IMF conditional loan disbursement subsidy cap compliance. Fiscal discipline structural reforms requiredдоступ.
Deadline June 2026 approaching budget urgency critical.
Industries Removed Rs 250 Billion Burden Press Rs 100 Billion More
Official said government already removed financial burden Rs 250 billion industrial consumers. Industries now pressing elimination remaining cross-subsidy around Rs 100 billion, would need absorbed other consumer segments.
Industrial tariff relief economic recovery priority. Cross-subsidy removal competitiveness manufacturing sector.
Other consumer segments residential commercial absorb Rs 100B burden. Tariff increases households likely.
Social impact poor vulnerable consumers BISP targeted support needed.
Protected Consumers Leghari Says Subsidies Not Withdrawn
Protected consumers Leghari says power subsidies not being withdrawn. Low-income households BISP targeted cash transfers replace cross-subsidies.
Government reassures vulnerable populations electricity access maintained. Subsidy restructuring efficiency not elimination.
Public communication critical prevent panic tariff hikes. Transparency budget allocation process builds trust.
Political sensitivity power subsidies election cycle proximity.

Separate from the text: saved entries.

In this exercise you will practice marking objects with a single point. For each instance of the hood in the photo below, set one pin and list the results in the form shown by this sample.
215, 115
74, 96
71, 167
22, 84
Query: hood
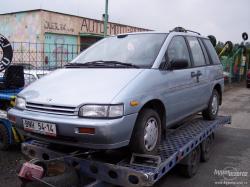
73, 87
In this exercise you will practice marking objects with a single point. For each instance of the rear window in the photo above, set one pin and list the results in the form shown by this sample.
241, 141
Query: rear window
211, 52
198, 57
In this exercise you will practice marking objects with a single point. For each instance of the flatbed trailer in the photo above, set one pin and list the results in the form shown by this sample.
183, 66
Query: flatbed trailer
116, 168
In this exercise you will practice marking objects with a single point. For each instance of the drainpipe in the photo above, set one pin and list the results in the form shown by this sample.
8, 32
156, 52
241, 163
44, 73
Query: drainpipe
106, 19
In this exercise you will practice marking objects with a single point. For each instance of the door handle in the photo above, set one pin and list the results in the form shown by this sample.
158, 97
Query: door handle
193, 74
199, 73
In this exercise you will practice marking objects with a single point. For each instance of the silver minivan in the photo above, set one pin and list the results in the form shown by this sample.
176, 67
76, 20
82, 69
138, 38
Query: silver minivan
125, 90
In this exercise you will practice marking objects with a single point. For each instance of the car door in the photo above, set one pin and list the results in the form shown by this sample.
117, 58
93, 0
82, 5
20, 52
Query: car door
199, 74
179, 100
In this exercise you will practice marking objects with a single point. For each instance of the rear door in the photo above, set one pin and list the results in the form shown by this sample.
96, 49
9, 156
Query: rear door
180, 85
199, 73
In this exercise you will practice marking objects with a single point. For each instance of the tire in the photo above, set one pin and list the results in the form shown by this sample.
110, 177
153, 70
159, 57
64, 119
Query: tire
248, 84
67, 179
140, 143
4, 138
192, 163
211, 112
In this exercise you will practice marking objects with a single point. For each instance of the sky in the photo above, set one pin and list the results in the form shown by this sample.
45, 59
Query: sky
225, 19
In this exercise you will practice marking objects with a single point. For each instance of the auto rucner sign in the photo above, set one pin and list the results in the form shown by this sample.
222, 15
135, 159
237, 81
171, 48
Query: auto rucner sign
6, 53
73, 25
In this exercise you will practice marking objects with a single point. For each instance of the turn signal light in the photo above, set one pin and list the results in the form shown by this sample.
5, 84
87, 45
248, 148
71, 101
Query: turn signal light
83, 130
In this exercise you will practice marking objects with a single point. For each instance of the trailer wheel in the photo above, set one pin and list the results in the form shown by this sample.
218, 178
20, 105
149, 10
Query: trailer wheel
147, 132
191, 163
4, 138
206, 148
68, 178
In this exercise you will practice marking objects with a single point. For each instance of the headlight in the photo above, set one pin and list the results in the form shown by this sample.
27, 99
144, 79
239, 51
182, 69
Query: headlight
101, 111
20, 103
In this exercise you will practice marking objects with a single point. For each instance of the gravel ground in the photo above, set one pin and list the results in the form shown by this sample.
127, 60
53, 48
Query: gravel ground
232, 148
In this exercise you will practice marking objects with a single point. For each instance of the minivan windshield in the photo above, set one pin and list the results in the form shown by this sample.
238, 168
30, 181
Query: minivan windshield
131, 50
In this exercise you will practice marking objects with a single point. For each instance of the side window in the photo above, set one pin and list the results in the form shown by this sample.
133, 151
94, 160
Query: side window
177, 49
211, 51
196, 50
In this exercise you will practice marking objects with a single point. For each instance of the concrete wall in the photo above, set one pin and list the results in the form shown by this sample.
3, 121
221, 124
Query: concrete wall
60, 32
59, 49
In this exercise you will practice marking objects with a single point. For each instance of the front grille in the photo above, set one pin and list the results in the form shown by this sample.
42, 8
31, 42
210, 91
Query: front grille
52, 109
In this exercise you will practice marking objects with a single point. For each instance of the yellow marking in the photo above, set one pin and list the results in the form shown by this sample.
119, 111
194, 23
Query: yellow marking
134, 103
16, 138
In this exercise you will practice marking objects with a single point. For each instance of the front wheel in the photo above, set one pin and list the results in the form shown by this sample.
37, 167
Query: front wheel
147, 132
211, 112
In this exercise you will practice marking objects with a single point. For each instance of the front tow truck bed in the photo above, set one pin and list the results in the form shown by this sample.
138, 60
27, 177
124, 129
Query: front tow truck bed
125, 170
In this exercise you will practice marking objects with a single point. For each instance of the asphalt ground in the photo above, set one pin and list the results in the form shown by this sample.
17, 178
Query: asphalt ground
230, 152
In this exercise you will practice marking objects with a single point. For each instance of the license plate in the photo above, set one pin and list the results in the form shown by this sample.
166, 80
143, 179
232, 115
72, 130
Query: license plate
39, 127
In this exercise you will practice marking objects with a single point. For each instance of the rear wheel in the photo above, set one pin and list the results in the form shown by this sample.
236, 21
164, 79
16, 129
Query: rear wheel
211, 112
4, 138
147, 132
191, 166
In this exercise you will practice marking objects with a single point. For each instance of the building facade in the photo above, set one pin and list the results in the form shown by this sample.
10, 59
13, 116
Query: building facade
52, 38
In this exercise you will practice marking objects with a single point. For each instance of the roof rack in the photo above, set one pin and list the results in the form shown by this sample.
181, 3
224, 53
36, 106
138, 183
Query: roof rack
181, 29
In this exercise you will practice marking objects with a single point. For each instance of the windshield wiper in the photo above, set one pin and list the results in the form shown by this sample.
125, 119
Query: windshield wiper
102, 63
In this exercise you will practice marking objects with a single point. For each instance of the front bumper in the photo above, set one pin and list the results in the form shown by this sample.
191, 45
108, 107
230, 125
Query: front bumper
109, 133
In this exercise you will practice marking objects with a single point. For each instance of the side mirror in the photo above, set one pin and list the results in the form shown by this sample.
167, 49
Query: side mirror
178, 64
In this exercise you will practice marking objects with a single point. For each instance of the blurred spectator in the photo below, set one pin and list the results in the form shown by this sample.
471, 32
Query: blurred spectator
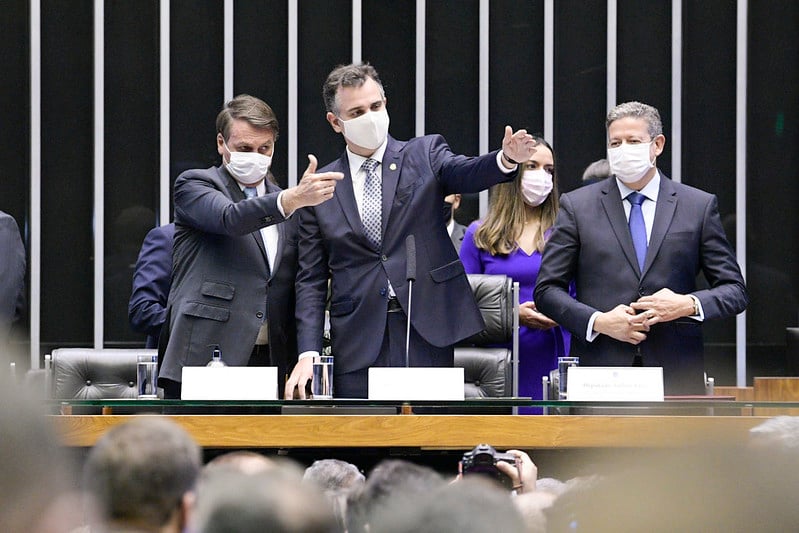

Agricultural Tube-Wells Subsidy Included IMF Subsidy Coverage
Agricultural tube-wells subsidy included IMF subsidy coverage category (iii). Farmers electricity costs partially subsidized.
Rural electorate agricultural subsidies political priority. Water pumping irrigation costs reduce farmer burden.
IMF allows agricultural subsidy targeted efficiency improvements. Unsubsidized electricity encourages wasteful consumption.
Rural development energy access poverty reduction linked.
CPEC Chinese IPP Payments Rs 550 Billion Outstanding Receivables
CPEC Chinese IPP payments Rs 550 billion outstanding receivables PERA facilitates payments independent power producers.
China-Pakistan Economic Corridor energy projects critical infrastructure development. IPP contracts take-or-pay guaranteed payments.
Default risk diplomatic economic implications China relations. Budget allocation CPEC payments sovereign priority.
Revolving Account PERA cash flow management mechanism.
Final Verdict: Federal Budget FY2026–27 Power Subsidies Slashed IMF Compliance
Federal budget FY2026–27 power subsidies slashed 20% Rs 830B IMF cap 0.6% GDP. TDS Discos down 9%, KE up 26%. Circular debt Rs 1.7T exceeds Rs 1.614T limit.
Industries Rs 250B burden removed, press Rs 100B more. Protected consumers Leghari subsidies not withdrawn. BISP targeted cash transfers untargeted cross-subsidies replace.
CPEC Chinese IPP Rs 550B outstanding. FATA AJK Rs 419B allocated. Fiscal tightrope IMF compliance economic recovery balance.
Power sector structural reforms circular debt resolution essential. Tariff increases households likely cross-subsidy elimination.